The polymerase chain reaction is a molecular biology technique in which the production of large amounts of specific DNA fragments is induced from very low concentrations of complex substrates.¹⁴ The high sensitivity of the polymerase chain reaction allows the detection of very low amounts of viral particles (DNA or RNA).^15,16 In 1992, Warren et al.¹⁷ reported on a study in which the polymerase chain reaction sensitivity was 89.2% and its specificity was 95.8%. The polymerase chain reaction is performed using a specific selection of primers (nucleotide sequences). Appropriate conditions provide results comparable to tissue culture inoculation, a method that is considered to be the gold standard for the diagnosis of cytomegalovirus infection.^18,19

In 1995 and 1998, Revello et al.^20,21 performed a study to select a test that would provide early and precise diagnosis of cytomegalovirus infection, using specific immunoglobulin M, polymerase chain reaction in amniotic liquid and viral culture. The purpose was to obtain a test that could reduce the time interval for the maternal and fetal infection diagnosis. Maternal diagnosis was based on seroconversion, clinical symptoms and increased liver enzymes. The following rates of sensitivity were reported: 69.2%, 76.9% and 55.5%, respectively. The authors concluded that a combination of highly sensitive techniques could improve prenatal diagnosis.

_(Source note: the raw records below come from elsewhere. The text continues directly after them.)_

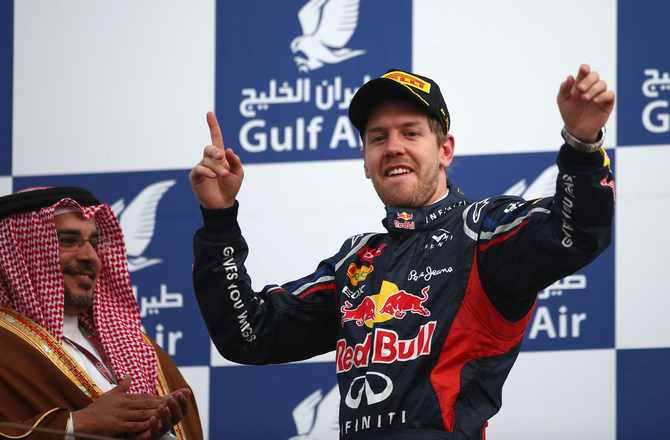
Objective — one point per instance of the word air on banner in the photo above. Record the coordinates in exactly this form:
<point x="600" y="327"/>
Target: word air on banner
<point x="153" y="306"/>
<point x="569" y="325"/>
<point x="325" y="95"/>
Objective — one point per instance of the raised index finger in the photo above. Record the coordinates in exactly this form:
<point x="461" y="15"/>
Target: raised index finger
<point x="215" y="130"/>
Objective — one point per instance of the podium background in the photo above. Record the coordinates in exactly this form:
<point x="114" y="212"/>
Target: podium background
<point x="112" y="96"/>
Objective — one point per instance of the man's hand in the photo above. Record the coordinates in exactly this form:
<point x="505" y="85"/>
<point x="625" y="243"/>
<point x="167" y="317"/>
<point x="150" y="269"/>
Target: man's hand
<point x="217" y="179"/>
<point x="138" y="416"/>
<point x="585" y="104"/>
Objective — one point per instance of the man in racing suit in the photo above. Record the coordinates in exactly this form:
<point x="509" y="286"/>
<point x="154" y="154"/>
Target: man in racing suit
<point x="427" y="319"/>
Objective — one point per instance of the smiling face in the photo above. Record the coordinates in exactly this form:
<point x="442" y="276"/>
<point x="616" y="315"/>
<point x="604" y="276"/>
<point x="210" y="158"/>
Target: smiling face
<point x="402" y="157"/>
<point x="81" y="266"/>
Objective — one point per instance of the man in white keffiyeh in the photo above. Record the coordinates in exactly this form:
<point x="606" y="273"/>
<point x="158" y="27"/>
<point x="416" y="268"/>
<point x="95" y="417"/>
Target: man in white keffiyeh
<point x="74" y="357"/>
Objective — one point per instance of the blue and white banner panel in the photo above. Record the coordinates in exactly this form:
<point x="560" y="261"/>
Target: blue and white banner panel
<point x="112" y="96"/>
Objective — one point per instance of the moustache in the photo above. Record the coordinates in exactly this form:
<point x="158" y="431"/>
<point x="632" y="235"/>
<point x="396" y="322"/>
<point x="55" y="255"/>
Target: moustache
<point x="81" y="267"/>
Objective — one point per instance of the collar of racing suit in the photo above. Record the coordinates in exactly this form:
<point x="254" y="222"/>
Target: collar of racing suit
<point x="402" y="220"/>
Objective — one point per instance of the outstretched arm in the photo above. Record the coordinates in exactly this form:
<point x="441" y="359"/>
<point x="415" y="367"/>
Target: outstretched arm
<point x="585" y="104"/>
<point x="217" y="178"/>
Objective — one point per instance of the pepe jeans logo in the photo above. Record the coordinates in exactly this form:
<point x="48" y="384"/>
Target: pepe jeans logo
<point x="654" y="118"/>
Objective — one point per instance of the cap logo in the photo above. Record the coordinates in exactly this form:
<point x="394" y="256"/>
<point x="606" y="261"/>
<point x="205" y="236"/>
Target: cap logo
<point x="408" y="80"/>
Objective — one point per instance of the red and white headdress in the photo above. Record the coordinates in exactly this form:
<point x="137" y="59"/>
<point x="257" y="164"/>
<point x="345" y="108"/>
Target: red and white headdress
<point x="31" y="278"/>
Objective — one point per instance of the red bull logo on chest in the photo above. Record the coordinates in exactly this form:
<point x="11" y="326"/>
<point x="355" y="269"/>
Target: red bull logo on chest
<point x="404" y="221"/>
<point x="389" y="303"/>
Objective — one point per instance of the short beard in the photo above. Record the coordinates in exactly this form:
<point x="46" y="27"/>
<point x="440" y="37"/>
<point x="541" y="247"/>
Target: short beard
<point x="79" y="302"/>
<point x="419" y="196"/>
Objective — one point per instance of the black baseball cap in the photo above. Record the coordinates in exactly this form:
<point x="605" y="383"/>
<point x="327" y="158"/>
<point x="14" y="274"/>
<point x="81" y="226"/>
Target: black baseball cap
<point x="397" y="83"/>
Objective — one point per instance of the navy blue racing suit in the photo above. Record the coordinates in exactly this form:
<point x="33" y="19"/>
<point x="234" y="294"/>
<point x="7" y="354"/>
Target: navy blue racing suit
<point x="427" y="319"/>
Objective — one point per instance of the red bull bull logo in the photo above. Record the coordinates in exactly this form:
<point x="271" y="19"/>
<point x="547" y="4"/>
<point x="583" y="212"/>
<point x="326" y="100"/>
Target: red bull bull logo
<point x="401" y="302"/>
<point x="405" y="216"/>
<point x="389" y="303"/>
<point x="364" y="312"/>
<point x="368" y="253"/>
<point x="356" y="274"/>
<point x="410" y="80"/>
<point x="404" y="221"/>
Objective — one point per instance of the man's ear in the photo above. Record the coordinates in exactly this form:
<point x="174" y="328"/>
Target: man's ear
<point x="365" y="164"/>
<point x="447" y="150"/>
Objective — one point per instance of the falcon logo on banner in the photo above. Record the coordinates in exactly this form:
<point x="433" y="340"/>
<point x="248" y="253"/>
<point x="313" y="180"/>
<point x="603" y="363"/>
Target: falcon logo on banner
<point x="138" y="220"/>
<point x="302" y="64"/>
<point x="327" y="26"/>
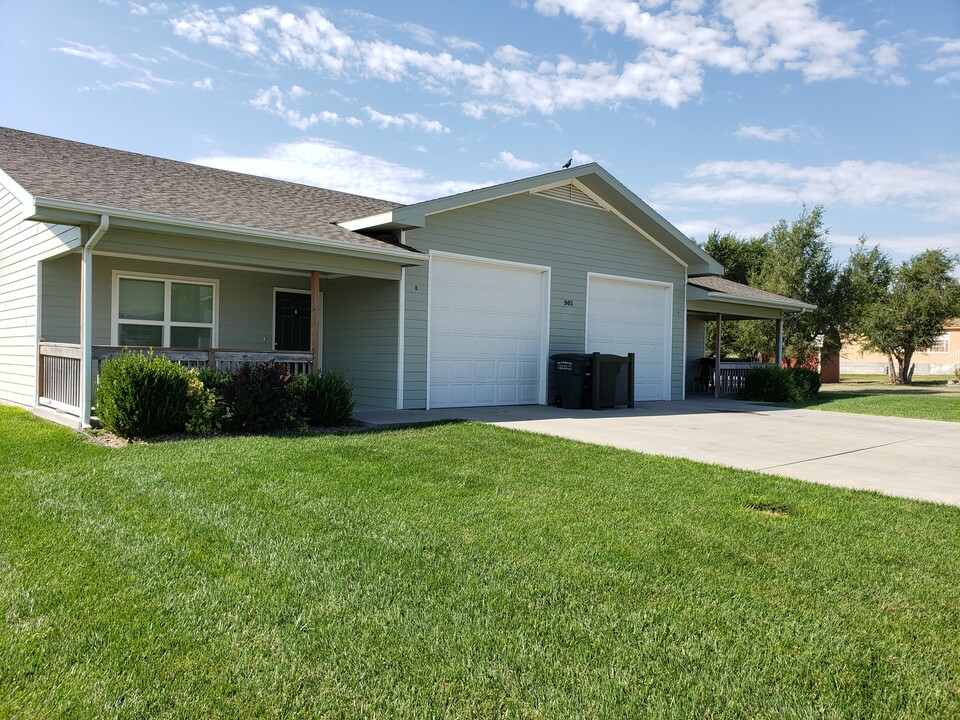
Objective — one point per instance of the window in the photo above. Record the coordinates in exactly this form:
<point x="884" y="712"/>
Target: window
<point x="941" y="344"/>
<point x="164" y="312"/>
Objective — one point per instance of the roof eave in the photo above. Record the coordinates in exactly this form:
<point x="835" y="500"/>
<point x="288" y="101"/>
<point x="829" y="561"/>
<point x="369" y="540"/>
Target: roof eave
<point x="72" y="212"/>
<point x="793" y="306"/>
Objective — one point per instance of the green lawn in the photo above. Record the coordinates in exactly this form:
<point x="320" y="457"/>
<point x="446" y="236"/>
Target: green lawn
<point x="928" y="398"/>
<point x="458" y="571"/>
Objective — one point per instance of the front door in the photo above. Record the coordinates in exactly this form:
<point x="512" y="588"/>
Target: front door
<point x="292" y="321"/>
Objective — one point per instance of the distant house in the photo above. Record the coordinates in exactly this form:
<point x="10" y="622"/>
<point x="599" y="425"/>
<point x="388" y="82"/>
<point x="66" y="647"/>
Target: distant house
<point x="458" y="301"/>
<point x="941" y="358"/>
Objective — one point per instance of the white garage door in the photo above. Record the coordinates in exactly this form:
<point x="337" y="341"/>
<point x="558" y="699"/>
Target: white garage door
<point x="487" y="332"/>
<point x="625" y="316"/>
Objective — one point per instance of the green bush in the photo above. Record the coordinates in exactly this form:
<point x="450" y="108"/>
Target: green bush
<point x="806" y="383"/>
<point x="773" y="384"/>
<point x="257" y="400"/>
<point x="206" y="410"/>
<point x="139" y="395"/>
<point x="325" y="399"/>
<point x="767" y="384"/>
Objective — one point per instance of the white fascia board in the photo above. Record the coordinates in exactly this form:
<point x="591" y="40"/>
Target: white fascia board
<point x="796" y="306"/>
<point x="26" y="200"/>
<point x="166" y="223"/>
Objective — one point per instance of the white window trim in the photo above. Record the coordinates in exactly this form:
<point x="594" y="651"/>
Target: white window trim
<point x="945" y="339"/>
<point x="166" y="323"/>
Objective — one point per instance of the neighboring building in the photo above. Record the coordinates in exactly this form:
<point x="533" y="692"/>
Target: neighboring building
<point x="941" y="358"/>
<point x="453" y="302"/>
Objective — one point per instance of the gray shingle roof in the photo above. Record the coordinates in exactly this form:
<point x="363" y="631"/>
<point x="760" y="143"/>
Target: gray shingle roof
<point x="713" y="283"/>
<point x="59" y="169"/>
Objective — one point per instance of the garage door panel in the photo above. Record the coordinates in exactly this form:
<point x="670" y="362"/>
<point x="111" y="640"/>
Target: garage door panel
<point x="488" y="318"/>
<point x="626" y="316"/>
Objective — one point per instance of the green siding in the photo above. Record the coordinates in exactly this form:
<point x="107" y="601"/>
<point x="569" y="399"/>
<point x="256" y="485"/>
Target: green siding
<point x="360" y="336"/>
<point x="23" y="245"/>
<point x="572" y="240"/>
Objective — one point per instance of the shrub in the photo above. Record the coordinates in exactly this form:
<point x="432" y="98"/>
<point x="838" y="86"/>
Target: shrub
<point x="767" y="384"/>
<point x="206" y="408"/>
<point x="773" y="384"/>
<point x="806" y="382"/>
<point x="139" y="395"/>
<point x="325" y="399"/>
<point x="257" y="400"/>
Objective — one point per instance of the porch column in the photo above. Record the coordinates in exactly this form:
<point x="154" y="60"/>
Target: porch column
<point x="315" y="318"/>
<point x="86" y="320"/>
<point x="779" y="342"/>
<point x="716" y="359"/>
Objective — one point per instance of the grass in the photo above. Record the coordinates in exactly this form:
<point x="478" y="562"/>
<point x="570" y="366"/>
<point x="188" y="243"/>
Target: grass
<point x="458" y="571"/>
<point x="928" y="397"/>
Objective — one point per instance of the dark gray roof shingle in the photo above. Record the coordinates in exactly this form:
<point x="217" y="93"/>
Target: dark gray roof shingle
<point x="712" y="283"/>
<point x="59" y="169"/>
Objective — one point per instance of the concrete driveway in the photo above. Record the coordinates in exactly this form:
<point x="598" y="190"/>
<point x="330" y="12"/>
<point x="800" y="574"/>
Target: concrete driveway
<point x="897" y="456"/>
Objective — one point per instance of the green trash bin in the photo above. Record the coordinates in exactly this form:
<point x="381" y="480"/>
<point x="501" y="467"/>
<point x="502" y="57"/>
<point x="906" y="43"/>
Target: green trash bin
<point x="574" y="376"/>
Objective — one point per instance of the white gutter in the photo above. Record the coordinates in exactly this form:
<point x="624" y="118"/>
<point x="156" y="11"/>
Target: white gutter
<point x="248" y="234"/>
<point x="86" y="320"/>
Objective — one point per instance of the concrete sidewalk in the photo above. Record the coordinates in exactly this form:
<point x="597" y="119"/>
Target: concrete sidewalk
<point x="897" y="456"/>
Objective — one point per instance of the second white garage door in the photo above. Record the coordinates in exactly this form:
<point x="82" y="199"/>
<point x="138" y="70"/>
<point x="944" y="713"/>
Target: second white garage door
<point x="488" y="327"/>
<point x="626" y="315"/>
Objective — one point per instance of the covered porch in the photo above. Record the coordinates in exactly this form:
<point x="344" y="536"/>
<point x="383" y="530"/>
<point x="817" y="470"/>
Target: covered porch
<point x="212" y="302"/>
<point x="716" y="299"/>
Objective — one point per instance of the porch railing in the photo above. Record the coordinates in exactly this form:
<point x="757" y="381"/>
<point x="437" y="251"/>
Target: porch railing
<point x="732" y="375"/>
<point x="59" y="367"/>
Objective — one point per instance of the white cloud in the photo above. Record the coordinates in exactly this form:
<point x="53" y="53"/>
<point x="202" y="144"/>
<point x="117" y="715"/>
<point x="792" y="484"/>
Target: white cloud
<point x="276" y="102"/>
<point x="412" y="120"/>
<point x="329" y="165"/>
<point x="509" y="160"/>
<point x="791" y="133"/>
<point x="147" y="8"/>
<point x="580" y="158"/>
<point x="457" y="43"/>
<point x="933" y="189"/>
<point x="948" y="58"/>
<point x="675" y="46"/>
<point x="88" y="52"/>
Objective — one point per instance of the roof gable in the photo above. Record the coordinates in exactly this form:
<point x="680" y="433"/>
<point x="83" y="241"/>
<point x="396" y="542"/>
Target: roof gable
<point x="591" y="185"/>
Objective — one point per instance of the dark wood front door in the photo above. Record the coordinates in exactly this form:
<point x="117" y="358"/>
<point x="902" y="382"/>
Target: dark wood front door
<point x="292" y="322"/>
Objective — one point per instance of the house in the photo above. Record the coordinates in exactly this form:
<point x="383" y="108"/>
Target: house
<point x="941" y="358"/>
<point x="453" y="302"/>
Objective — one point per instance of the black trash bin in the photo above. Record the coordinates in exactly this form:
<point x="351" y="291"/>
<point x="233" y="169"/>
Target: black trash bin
<point x="574" y="375"/>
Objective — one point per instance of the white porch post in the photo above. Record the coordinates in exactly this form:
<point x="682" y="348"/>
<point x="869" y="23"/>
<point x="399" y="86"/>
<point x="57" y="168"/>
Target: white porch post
<point x="716" y="359"/>
<point x="315" y="318"/>
<point x="779" y="342"/>
<point x="86" y="320"/>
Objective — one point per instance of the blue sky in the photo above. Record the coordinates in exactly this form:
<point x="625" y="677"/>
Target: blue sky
<point x="722" y="115"/>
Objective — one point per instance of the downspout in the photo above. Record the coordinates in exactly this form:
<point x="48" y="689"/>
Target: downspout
<point x="86" y="320"/>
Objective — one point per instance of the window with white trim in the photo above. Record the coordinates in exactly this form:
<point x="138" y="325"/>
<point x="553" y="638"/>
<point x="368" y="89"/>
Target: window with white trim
<point x="164" y="312"/>
<point x="941" y="344"/>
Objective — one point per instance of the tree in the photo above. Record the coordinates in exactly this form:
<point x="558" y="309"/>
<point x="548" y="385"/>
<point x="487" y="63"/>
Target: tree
<point x="921" y="297"/>
<point x="798" y="263"/>
<point x="865" y="280"/>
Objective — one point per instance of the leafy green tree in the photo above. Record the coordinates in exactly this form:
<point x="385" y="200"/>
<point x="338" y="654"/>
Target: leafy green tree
<point x="799" y="263"/>
<point x="864" y="280"/>
<point x="922" y="296"/>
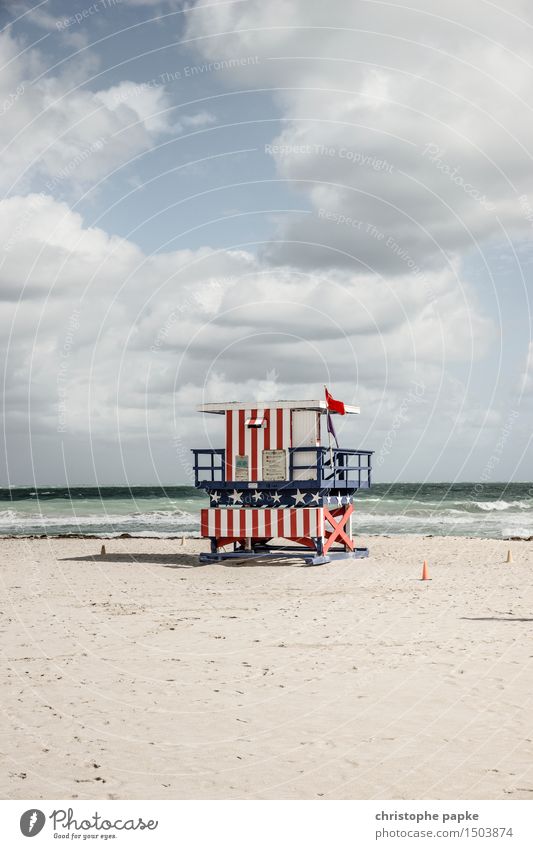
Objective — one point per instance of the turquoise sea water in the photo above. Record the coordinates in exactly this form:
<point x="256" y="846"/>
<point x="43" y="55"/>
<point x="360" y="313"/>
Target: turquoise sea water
<point x="486" y="510"/>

Studies that compare the performance of serological tests with the polymerase chain reaction test to diagnose cytomegalovirus infection could help in determining maternal serological validity. If infection is present it may allow the assessment of fetal risk of developing disease.

OBJECTIVE

The purpose of this study was to assess the accuracy of the ELISA serological test in comparison with the polymerase chain reaction in maternal blood to diagnose cytomegalovirus infection.

METHODS

The study sample consisted of 243 pregnant women with an indication for fetal blood sampling, who were being attended at the high-risk outpatient clinic (Pré-Natal Especializado, Universidade Estadual de Campinas). The minimum gestational age for collecting the blood sample was 21 weeks. The indications for fetal sampling were: diagnosis of fetal malformation via ultrasound; suspected congenital infection (cytomegalovirus, toxoplasmosis, rubella); antecedents and/or suspicion of chromosomal disease, fetal-maternal isoimmunization or intra-uterine growth restriction.

The polymerase chain reaction test results were used as the gold standard test¹⁴ and the ELISA serological test was the diagnostic test assessed. The gold standard defined a true clinical condition in a population.^22,23 The control variables were: maternal age (years), race, marital status, number of years of education, number of sexual partners, number of gestations, fetal blood sampling indication and clinical symptoms. The participants in this study underwent cordocentesis. A peripheral venous blood sample of 10 ml was collected for diagnostic tests immediately before cordocentesis.

Two diagnosis tests were used in this study: 1. The serological ELISA test was performed using the ETI-Cytoc-M-Reverse commercial kit (Sorin Biomedical, Italy), read by the ETI-system reader (Sorin Biomedical, Italy). Automatic calculation was carried out using the ETI-system software; 2. The nested form of polymerase chain reaction was performed via direct visualization in 2% agar gel, following a method described by Saiki et al., 1985¹⁴, using appropriate equipment (DNA Thermal Cycler, Perkin Elmer/Cetus, Norwalk, Conn., USA).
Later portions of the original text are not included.